Derivative of an exponential function

[magma_saber]

Homework Statement

What is the derivative of e^x3? also what is the derivative of (ln1/x)²

Homework Equations

The Attempt at a Solution

is it 3x²e^3x2?
2(ln1/x)(x)?

 

[jgens]

Your solution for d(e^(x^3))/dx is incorrect. Remember d(e^u)/dx = u'e^u where u is a function of x. For the other derivative, let u = ln(1/x) and then apply the chain rule.

 

[Mark44]

No. No.
Both problems require the chain rule.
For the second problem, d/dx((ln(1/x))^2) = 2* ln(1/x) * d/dx(1/x).

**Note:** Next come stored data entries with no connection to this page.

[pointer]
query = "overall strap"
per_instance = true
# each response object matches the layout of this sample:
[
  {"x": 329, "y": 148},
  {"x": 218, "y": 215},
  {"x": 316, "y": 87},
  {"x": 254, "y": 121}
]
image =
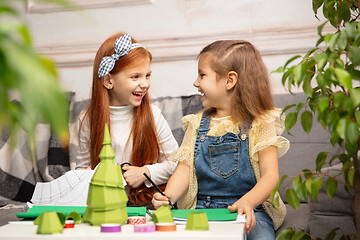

You made a mistake in your derivative of 1/x.

 

[magma_saber]

so the second is 2(ln1/x)(-x^-2)?
and the first one is x^3e^x^3?

 

[Mark44]

Right for the second one, but I would write it as 2 ln(1/x) (-1/x^2) or even better as
$$2 ln(\frac{1}{x}) \frac{-1}{x^2}$$
Not right for the first. As jgens said, d/dx(e^u) = du/dx * e^u (where u = x^3).

 

[jgens]

Your first derivative is still incorrect. d(e^u)/dx = u'e^u, not ue^u.
Your second derivative is also incorrect. Mark gave you an incorrect expression to differentiate. You need to find 2*ln(x)*d(ln(1/x))/dx which also requires the chain rule.

 

[jgens]

Right for the second one, but I would write it as 2 ln(1/x) (-1/x^2) or even better as
$$2 ln(\frac{1}{x}) \frac{-1}{x^2}$$

Don't forget d(ln(1/x))/dx, which certainly is not -1/x^2!

 

[magma_saber]

so its 3x²e^x3?

 

[jgens]

Correct.

 

[magma_saber]

d(ln1/x) is x^2?

 

[jgens]

No, let u = 1/x then you need to find d(lnu)/dx which will be (1/u)(du/dx).

 

[The Dagda]

Might be easier if you just look at it as:

$$\frac{d}{dx}\;(-ln(x))$$

Then it's just straight forwardly obvious.

 

[jgens]

That certainly should make it simpler for the original poster!